Jealousy is a beast of a thing. It makes you hate the situation you’re in, the people involved, and yourself. It’s a storm of anger, fear, and self-loathing. And the more you focus on it in an effort to control it, the more out of control it gets. But what I’ve come to recognize is that there is no way to make it just go away forever. Because the desire to be connected comes with the need to be significant and secure–and the more security I seek and get, often the less secure I am. And the less I like myself. It’s a horrible, messed-up mind fuck. So here are some general coping mechanisms for jealousy that we all can use for times when we can’t control it.
- Allow yourself to feel jealous – Yup, you read that correct. Give yourself time to really feel whatever you’re feeling, without acting on it. When feelings of jealousy arise, excuse yourself to a quiet room or a peaceful setting outdoors.
- Examine your thoughts – Examine what you hope to gain from your jealousy. Ask yourself “What is my jealousy attempting to accomplish?” After you identify what you hope to gain from your jealousy, take a moment to recognize what that tells you about yourself.
- Identify and challenge the inner critic – When you feel jealous, you may find that the inner critic inside your head becomes particularly active. Remind yourself that just because you can imagine a horrible scenario doesn’t mean it’s actually true. Be recognizing and talking back to this voice, you can start to reprogram your mental state towards more positive perceptions.
- Communicate directly – Share jealous thoughts openly and honestly with the relevant party, a trusted friend, or a therapist. Rather than getting upset or making accusations, frame it as something you’d like some help working through.
- Practice self care – Take a bubble bath, write down a list of your positive traits, practice meditation or yoga, go for a long walk in the park, or do anything else that helps you feel good.
- Consider therapy – If jealousy regularly impacts your health and relationships it may be time to seek professional assistance.
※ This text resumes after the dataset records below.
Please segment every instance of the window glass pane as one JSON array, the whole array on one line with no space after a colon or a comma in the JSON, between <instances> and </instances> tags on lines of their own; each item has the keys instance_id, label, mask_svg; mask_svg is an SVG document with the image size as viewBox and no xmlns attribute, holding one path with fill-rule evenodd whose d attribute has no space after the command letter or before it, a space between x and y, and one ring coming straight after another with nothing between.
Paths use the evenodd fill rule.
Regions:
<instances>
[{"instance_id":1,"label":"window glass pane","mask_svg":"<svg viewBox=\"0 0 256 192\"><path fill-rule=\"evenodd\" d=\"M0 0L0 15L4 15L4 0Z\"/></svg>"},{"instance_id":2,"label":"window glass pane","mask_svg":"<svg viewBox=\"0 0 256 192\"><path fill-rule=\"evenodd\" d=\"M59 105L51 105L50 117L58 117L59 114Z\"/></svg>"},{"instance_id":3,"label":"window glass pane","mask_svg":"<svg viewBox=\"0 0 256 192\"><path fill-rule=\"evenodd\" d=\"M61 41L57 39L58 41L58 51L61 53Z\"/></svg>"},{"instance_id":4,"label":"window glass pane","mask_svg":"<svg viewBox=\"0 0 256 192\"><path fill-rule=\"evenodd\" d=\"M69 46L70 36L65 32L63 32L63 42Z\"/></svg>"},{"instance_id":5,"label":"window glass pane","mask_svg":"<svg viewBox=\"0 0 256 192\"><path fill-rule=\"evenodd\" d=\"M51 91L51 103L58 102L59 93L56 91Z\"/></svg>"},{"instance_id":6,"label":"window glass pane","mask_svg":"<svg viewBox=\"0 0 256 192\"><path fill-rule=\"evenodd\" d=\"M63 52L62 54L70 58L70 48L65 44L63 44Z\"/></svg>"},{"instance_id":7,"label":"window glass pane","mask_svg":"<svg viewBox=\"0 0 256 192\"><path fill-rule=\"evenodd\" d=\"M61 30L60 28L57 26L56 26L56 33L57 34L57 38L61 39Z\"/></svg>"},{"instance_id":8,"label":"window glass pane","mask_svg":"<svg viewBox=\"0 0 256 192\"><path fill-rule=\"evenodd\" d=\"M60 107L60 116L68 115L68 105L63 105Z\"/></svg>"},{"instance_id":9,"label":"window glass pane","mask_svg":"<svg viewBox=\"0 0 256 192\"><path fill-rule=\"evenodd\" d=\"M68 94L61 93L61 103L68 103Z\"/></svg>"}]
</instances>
A therapist can help you process the past experiences that may underlie your jealousy, help you better understand your attachment style, and provide you with additional tools to feel more secure in close relationships.
The real pain, the real losses that happen in this life, come to us unbidden and unexpected. There are so many things we can’t avoid or foresee–but we can keep from inflicting this form of self-torture under the false belief that its self-flagellating properties are protective in nature or make us smarter or safer or wiser. They don’t.